3. Explain how statistical significance helps with hypothesis testing.

The answer to which confidence level to adopt is by no means clear-cut and depends, in part, on the quality of the data and the consequences of making a mistake. When researchers work in an experimental setting with precise and tightly controlled measurements of the dependent and independent variables, they are prone to adopt a more stringent test. They want compelling evidence before rejecting the null hypothesis and may therefore employ the 99 per cent confidence level or even a 99.9 per cent level, refusing in the latter case to reject the null hypothesis unless the chances of being wrong are less than one in a thousand. However, political scientists often work with less controlled data and confront greater measurement noise and subject variability, particularly in survey research. As a consequence, they often adopt a less rigorous test and reject the null hypothesis at the 95 per cent confidence level. As we suggested, sample size also influences the confidence level chosen: researchers with large samples generally employ more stringent significance tests than do researchers with smaller samples. Finally, exploratory studies in which the researcher is looking for suggestive findings rather than ironclad results may employ lower levels of confidence, perhaps even the 90 per cent confidence level.

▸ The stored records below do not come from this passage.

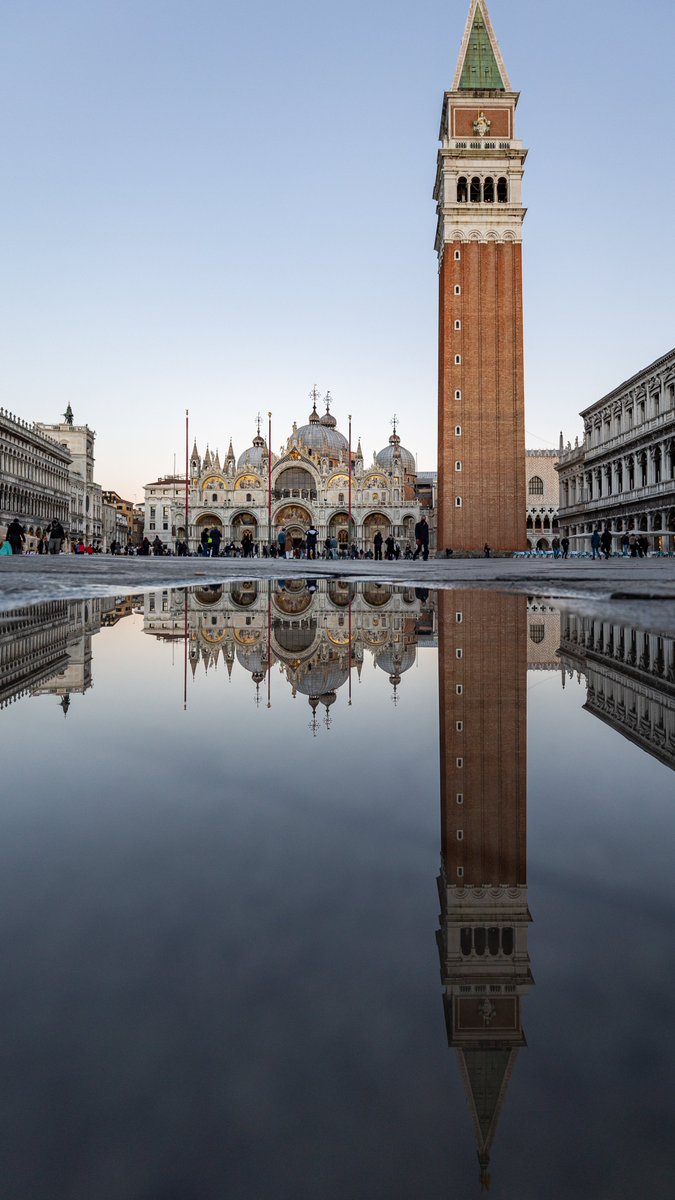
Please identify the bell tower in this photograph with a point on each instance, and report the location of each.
(478, 241)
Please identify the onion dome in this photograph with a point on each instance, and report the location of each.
(255, 456)
(321, 436)
(395, 450)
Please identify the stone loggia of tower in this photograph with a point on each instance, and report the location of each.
(478, 241)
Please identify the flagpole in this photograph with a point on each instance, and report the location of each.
(186, 477)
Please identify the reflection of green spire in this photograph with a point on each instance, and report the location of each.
(479, 69)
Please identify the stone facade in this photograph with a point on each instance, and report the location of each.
(622, 475)
(85, 497)
(34, 478)
(310, 485)
(478, 241)
(543, 497)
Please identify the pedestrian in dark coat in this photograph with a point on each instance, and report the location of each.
(16, 537)
(422, 539)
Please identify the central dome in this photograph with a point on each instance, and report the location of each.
(321, 436)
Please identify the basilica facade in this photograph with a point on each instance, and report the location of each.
(317, 479)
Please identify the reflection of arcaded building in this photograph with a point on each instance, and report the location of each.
(315, 634)
(483, 882)
(46, 649)
(629, 679)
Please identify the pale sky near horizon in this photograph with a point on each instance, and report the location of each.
(215, 205)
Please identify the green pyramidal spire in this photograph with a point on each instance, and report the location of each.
(481, 63)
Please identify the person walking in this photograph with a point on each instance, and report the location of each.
(16, 537)
(57, 535)
(422, 539)
(215, 541)
(311, 538)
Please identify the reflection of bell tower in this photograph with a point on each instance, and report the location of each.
(483, 882)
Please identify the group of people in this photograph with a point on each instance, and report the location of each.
(49, 543)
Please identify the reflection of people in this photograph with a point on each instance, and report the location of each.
(422, 538)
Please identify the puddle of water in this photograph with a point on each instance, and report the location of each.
(335, 891)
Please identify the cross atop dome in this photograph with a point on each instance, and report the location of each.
(481, 66)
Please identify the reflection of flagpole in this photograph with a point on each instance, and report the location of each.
(269, 643)
(350, 537)
(350, 615)
(186, 478)
(185, 654)
(269, 481)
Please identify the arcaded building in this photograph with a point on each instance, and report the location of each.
(478, 241)
(621, 477)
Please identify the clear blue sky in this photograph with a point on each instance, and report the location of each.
(215, 205)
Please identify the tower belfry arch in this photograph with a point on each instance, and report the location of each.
(478, 241)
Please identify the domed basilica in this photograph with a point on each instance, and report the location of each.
(310, 485)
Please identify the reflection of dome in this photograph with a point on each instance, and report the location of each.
(322, 436)
(394, 661)
(251, 659)
(255, 455)
(321, 678)
(386, 456)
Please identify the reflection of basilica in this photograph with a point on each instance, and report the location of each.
(316, 633)
(483, 882)
(629, 679)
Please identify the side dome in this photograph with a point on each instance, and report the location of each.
(255, 455)
(395, 450)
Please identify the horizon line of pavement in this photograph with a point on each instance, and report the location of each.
(30, 579)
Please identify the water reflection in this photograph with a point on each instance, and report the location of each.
(483, 882)
(314, 642)
(317, 635)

4. Describe the difference between Type I and Type II errors in inferential statistics.

When making inferences about the population based on relationships observed in sample data, we run the risk of making two types of errors—by minimizing the probability of one, we increase the probability of the other. Type I error is when we infer that a relationship found in the sample exists in the population when in fact it does not (a false positive). Type II error is when we do not find a relationship within the sample data and infer that there is not a relationship within the population when in fact there is (a false negative).

5. Explain some of the assumptions of multiple regression analysis.

One of the key assumptions of multiple regression is that the independent variables are independent of one another. When this assumption is violated, the analysis suffers from multicollinearity and the coefficients become less robust (reliable). A second assumption is that the regression line exhibits a constant error across the values of the independent variables. When this assumption holds, the error is referred to as homoskedastic; when the assumption is violated, the error is called heteroskedastic. Once again, heteroskedasticity produces less robust regression coefficients.